The album is a natural alliance of the producers working with the Polish Radio Experimental Studio’s archives and the curators of the exhibition dedicated to intersections of technology and body in art of the 1960s and 1970s. The thematic “common” field was operationally called “early Eastern European sound art”, although none of us really meant it literally. Undoubtedly, we were all interested in such works of art where the sound was approached from the perspective of other art disciplines. Leaving film, theatre, dance and radio art to other occasions, we mainly focused on visual arts, performance and architecture – mostly due to their conceptual connotations. We followed the two fundamental issues discussed in the 1960s: object and space.

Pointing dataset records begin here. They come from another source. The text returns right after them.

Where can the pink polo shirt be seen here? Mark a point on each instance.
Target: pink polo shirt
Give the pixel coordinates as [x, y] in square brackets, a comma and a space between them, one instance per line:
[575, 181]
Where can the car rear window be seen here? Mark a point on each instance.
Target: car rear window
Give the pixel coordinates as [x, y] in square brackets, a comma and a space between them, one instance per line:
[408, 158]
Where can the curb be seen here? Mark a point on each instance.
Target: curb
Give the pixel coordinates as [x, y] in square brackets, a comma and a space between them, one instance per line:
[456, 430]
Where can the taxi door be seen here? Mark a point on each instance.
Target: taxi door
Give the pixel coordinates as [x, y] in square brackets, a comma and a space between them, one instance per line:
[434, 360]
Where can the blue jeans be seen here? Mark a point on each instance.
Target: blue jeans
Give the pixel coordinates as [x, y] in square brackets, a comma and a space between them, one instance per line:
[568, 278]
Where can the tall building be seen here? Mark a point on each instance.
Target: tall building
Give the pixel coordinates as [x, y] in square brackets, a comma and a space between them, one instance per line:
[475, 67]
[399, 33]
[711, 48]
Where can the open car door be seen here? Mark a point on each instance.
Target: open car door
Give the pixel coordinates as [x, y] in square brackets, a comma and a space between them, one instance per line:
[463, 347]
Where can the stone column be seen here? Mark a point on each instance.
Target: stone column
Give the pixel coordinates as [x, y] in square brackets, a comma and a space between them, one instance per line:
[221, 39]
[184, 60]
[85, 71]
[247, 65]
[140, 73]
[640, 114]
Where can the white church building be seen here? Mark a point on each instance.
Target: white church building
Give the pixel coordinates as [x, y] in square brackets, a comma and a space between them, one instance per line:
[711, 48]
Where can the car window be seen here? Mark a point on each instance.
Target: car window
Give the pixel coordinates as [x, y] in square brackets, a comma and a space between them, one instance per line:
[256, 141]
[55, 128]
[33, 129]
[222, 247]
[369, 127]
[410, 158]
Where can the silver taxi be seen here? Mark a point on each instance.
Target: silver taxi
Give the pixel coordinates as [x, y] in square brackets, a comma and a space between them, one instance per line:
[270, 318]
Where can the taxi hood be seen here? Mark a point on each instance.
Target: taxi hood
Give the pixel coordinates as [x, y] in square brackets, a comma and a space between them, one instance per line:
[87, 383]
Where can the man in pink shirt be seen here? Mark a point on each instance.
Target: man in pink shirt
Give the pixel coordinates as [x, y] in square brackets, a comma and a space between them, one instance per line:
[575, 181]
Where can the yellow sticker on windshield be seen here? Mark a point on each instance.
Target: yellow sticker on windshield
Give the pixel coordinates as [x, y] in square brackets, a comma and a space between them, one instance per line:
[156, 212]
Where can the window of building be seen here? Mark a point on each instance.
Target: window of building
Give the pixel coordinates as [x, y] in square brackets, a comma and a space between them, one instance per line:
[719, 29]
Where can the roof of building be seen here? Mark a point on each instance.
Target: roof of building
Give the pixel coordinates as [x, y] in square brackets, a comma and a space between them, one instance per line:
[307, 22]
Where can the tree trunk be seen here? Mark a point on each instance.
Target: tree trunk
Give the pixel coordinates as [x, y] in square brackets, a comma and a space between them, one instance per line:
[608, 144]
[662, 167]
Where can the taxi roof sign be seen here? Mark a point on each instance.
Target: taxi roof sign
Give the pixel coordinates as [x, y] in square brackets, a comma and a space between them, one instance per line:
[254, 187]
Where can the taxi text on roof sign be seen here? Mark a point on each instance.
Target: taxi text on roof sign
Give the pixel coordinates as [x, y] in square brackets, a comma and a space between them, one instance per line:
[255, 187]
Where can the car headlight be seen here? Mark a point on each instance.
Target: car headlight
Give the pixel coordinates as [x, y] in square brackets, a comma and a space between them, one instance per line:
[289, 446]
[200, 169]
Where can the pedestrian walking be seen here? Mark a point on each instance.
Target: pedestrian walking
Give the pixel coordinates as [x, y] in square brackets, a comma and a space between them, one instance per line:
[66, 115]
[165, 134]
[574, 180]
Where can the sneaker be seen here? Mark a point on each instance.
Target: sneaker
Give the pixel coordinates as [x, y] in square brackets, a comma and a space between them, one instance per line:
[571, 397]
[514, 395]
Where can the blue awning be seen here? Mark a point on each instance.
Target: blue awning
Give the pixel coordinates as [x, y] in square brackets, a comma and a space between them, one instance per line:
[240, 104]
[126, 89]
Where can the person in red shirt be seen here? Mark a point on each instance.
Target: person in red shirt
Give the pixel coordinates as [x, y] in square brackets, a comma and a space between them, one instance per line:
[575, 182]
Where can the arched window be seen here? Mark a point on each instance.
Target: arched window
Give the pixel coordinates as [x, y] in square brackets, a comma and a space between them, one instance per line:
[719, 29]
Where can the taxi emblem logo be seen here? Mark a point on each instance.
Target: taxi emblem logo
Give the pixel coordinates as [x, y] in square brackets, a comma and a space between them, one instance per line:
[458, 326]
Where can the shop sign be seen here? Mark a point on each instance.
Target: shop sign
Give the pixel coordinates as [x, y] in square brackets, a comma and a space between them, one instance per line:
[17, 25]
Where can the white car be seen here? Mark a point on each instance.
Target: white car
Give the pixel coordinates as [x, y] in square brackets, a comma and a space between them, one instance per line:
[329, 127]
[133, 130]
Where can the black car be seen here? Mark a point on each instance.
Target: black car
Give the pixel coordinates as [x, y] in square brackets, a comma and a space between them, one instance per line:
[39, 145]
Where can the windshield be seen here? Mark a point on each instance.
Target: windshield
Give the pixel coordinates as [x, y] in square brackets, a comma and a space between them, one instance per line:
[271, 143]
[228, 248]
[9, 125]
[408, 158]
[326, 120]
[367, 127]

In this context, the exhibition Sounding the Body Electric was a breakthrough. For the first time, the history of sound of the above mentioned period was told from a different point of view than the musicological one. On the following pages David Crowley and Daniel Muzyczuk write about the Experimental Studio’s place in the wide spectrum of Eastern European art. To us, it is more important to see what the latter one tells us about PRES.

Experiments undertaken in Warsaw’s Studio found their reflection on the magnetic tape – a fixed object presenting the final vision of the composer. In consequence, space was usually understood as a parameter of musical form defined by stereophonic system. The most vivid examples of this compositional legacy is an unfortunate and never fully exploited Oskar Hansen’s project of adjustable acoustics of the Studio as well as Tomasz Sikorski’s attempts at composing reverberations of instrumental sounds – brilliantly faked on console by Bohdan Mazurek.

For this album we were trying to find the pieces in PRES’ archives that would deviate from this dominant tendency.